Montaigne diyor ki "Kanunlardan daha çok, daha ağır, daha geniş haksızlıklara yol açan ne vardır?"

İlginç değil mi? Kanun haksızlığa, çok ağır haksızlığa sebep olabiliyormuş o zamanlar.

İstanbul sözleşmesinin önemi kadına yönelik şiddet ve ev içi şiddetin önlenmesini konu alan ve hukuki bağlayıcılığı bulunan ilk uluslararası belge olma iddiası vardı.

Hulasası Kadına yönelik şiddet ve aile içi şiddetin önlenmesine yönelik çalışmalar yapılması.

Şiddet mağdurlarının korunması. Kadınlara yönelik şiddetin bir suç olarak nitelenmesi ve şiddet uygulayan tarafın yargılanması.

Sözleşme kapsamındaki herhangi bir şiddet eyleminin gerçekleşmesini müteakiben başlatılan cezai işlemlerde; kültür, gelenek, din, görenek ve sözde "namus"un bu eylemlerin gerekçesi olarak kabul edilemez olması ülkemiz açısından son derece dikkat çeken bir durumdu. Türkiye'de kadına yönelik şiddet ile mücadeleyi zayıflatan unsurlardan biri, kadınlara yüklenen annelik ve bakıcılık gibi geleneksel rollere öncelik verilmesi eleştiri konusu olmuştu.

Bir taraf Türk aile yapısını zedelediğinin ve eşcinselliği normalleştirdiğinin öne sürerken, diğer taraf "Bu sözleşmenin eşcinsel yönelimleri meşrulaştırmasına sebep olduğunu iddia etmek ise en hafif tabirle kötü niyetliliktir." diyordu.
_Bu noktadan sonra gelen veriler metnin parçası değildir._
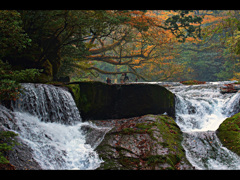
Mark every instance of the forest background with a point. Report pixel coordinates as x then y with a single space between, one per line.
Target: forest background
150 45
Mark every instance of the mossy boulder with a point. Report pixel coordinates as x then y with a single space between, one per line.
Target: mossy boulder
229 133
150 142
97 100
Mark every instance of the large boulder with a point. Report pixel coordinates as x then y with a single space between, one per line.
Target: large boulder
96 100
150 142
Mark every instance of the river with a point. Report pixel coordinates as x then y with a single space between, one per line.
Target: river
200 109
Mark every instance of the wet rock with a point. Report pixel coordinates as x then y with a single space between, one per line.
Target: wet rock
141 143
98 101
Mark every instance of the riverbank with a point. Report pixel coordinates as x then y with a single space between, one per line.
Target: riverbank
149 142
229 133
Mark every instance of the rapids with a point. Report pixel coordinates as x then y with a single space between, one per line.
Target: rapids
48 121
200 109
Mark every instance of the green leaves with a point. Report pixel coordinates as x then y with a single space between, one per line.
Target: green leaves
10 88
181 26
7 142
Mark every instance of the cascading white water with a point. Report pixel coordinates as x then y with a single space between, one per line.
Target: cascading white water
47 120
200 109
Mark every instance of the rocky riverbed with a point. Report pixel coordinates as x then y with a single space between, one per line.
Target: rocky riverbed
149 142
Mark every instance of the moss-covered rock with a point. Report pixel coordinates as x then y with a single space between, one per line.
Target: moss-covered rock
97 100
229 133
147 142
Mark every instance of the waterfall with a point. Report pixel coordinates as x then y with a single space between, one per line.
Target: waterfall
48 121
200 109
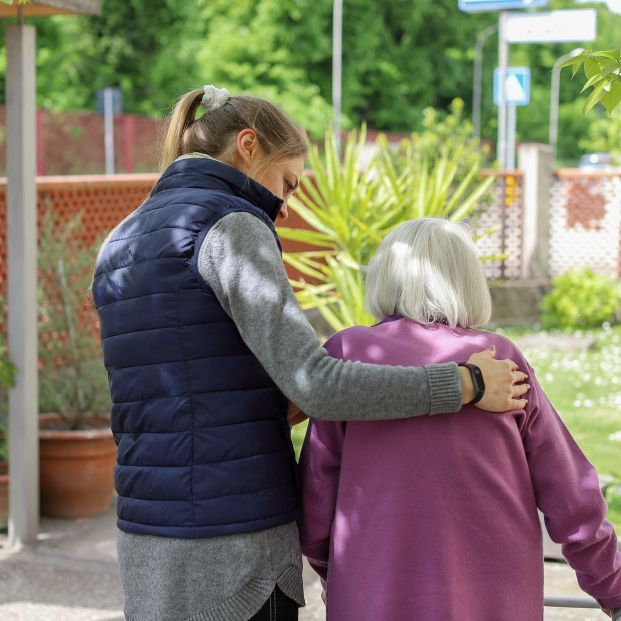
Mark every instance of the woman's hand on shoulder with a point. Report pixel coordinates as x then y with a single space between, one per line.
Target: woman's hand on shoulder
504 383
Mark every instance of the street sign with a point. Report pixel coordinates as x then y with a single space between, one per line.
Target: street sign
517 86
499 5
552 26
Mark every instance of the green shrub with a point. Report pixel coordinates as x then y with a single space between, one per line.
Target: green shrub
72 381
7 379
580 299
351 204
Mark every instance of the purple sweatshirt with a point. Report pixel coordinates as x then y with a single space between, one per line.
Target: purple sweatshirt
435 518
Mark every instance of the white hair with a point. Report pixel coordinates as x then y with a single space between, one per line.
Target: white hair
427 270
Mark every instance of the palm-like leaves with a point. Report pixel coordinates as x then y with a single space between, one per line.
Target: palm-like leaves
352 204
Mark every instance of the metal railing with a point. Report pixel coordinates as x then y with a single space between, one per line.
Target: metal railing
569 601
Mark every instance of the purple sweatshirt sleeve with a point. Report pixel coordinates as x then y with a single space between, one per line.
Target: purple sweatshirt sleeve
320 464
568 494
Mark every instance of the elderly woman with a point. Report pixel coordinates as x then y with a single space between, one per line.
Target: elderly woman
435 519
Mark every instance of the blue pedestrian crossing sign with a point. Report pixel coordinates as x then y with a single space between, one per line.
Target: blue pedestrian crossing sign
499 5
517 86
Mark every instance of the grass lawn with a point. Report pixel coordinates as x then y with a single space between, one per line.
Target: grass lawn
585 387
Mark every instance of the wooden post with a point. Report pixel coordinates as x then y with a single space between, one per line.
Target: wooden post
22 285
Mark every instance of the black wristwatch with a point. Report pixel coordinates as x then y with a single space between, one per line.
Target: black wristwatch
477 381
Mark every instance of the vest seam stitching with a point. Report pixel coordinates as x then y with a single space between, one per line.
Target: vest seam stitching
246 422
151 364
124 267
293 510
167 327
203 392
206 463
253 491
191 404
137 297
161 228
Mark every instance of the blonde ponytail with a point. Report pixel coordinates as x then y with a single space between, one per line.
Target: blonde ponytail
183 115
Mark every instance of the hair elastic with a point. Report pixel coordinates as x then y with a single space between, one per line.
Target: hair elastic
214 97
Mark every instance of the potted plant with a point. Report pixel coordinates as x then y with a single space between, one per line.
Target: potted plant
77 450
7 379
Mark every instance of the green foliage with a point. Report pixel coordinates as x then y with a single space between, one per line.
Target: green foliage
351 205
603 73
581 299
73 382
7 380
605 136
399 58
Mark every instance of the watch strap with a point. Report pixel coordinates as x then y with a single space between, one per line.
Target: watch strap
477 381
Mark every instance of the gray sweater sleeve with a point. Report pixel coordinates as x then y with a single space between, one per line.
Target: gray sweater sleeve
240 261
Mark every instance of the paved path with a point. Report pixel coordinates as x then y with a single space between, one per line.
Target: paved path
72 575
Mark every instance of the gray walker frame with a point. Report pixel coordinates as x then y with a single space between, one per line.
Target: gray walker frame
565 601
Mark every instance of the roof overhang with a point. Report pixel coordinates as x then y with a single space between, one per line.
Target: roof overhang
41 8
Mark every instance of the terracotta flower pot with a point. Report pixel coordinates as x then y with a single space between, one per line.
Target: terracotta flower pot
4 495
76 469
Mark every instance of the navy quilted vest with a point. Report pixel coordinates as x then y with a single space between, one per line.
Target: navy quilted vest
204 448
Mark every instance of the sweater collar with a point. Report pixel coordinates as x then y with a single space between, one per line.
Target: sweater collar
200 171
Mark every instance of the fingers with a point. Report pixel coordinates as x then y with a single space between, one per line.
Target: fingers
511 365
518 404
519 389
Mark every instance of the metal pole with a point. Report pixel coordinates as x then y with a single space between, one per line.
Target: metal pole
109 129
503 60
569 601
22 285
554 97
337 63
477 79
511 127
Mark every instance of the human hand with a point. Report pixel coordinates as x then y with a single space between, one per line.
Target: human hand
295 416
503 383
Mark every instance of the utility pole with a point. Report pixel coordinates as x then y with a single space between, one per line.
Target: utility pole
554 95
503 61
478 78
337 64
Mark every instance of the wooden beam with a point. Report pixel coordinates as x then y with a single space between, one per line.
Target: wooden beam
22 285
42 8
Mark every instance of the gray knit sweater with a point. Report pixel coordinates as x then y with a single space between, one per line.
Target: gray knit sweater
229 578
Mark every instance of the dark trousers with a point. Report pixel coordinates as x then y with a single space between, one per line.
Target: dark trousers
278 607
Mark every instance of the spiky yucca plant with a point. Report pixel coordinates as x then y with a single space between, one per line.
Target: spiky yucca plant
353 202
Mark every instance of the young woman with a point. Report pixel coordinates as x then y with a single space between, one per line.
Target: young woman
435 518
204 342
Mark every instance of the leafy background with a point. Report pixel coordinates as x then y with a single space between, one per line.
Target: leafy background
399 58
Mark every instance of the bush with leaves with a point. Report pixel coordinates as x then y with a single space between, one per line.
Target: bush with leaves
7 380
603 73
73 382
351 205
580 299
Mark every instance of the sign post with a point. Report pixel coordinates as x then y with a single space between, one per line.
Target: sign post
513 91
109 103
552 26
472 6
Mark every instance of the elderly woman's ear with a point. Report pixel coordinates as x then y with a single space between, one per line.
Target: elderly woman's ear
295 416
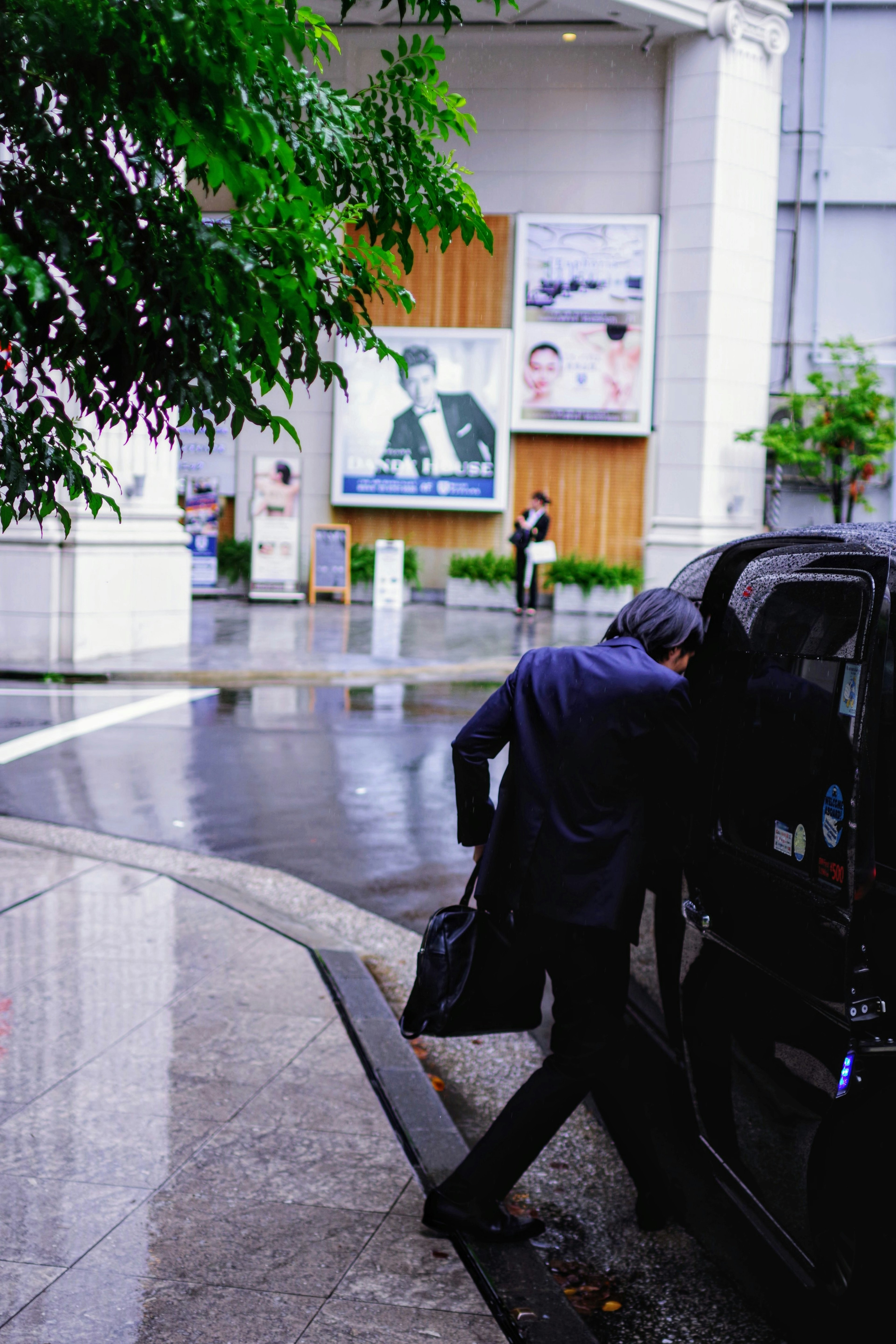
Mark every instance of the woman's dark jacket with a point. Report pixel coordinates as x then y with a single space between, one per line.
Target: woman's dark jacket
596 799
536 533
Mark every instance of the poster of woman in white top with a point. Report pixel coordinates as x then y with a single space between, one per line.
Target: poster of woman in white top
584 323
432 435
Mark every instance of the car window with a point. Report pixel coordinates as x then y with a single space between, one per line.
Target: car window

İstanbul Sözleşmesi'ni her üç kişiden biri biliyor. Ankete katılanların, 84'ü İstanbul Sözleşmesi'nde kalınması, 16'sı çıkılması gerektiğini belirtirken, 62'si İstanbul Sözleşmesi'nin ne olduğunu bilmediğini ifade etti. Toplumsal cinsiyet fark etmeksizin, eğitim oranı arttıkça sözleşmenin içeriğine dair bilgi sahipliği artıyor. Ev içi şiddete odaklanan sözleşmenin bilinirlik oranı ev kadınları arasında çok düşük. Ev kadınlarının 21'i bilgi sahibiyken, lise altı eğitimli ev kadınlarında bu oran 16'ya kadar düşüyor.

2017'de 353, 2018'de 279, 2019'da 336 ve 2020'de ise 266 kadın cinayet işlendiğini söyleniyor. Rakamlarda çelişki var. Kadın Cinayetlerini Durduracağız Platformu verilerine göre 2020 yılında öldürülen 300 kadının 97'si evli olduğu erkek, 54'ü birlikte olduğu erkek, 38'i tanıdık birisi, 21'i eskiden evli olduğu erkek, 18'i oğlu, 17'si babası, 16'sı akraba, 8'i eskiden birlikte olduğu erkek, 5'i kardeşi, 3'ü tanımadığı birisi tarafından öldürüldü.

Öldürülen kadınların yüzde 22'si ekonomik, 96'sı da boşanmak istemek, barışmayı reddetmek, evlenmeyi reddetmek, ilişkiyi reddetmek gibi kendi hayatlarına dair karar almak isterken öldürüldü.

Kadınların 181'i evinde, 48'i sokak ortasında, 15'i işyerinde, 14'ü de arazide, 11'i arabada, 5'i otelde, 4'ü ıssız bir yerde öldürüldü.

Gerekçe ne olursa olsun insanın insana kıyması feci bir durumdur. Kadın cinayetleri bu toplumu derinden etkileyen çok kötü bir durumdur. Gelenek ve göreneklerden toplumu soyutlamak ne zaman mümkün olur? Avrupa bu konuda çok ilerinde olmasına rağmen kadın cinayetleri azalmamış aksine artmış. Yani geleneklerinden uzaklaşan Avrupa'da kan durmamış!

Sözleşmeden çıkmak yetmiyor. İslamiyet'in kadına verdiği değer, geleneklerimizin kadına yüklediği anlam kanunlarımızla garanti altına alınırsa bu vahşet azalabilir.

Toplumun en büyük yarası kadın cinayetleridir, kadına uygulanan vahşettir.

Kanuni düzenlemeler evet ama eğitim birinci meselemizdir bana göre.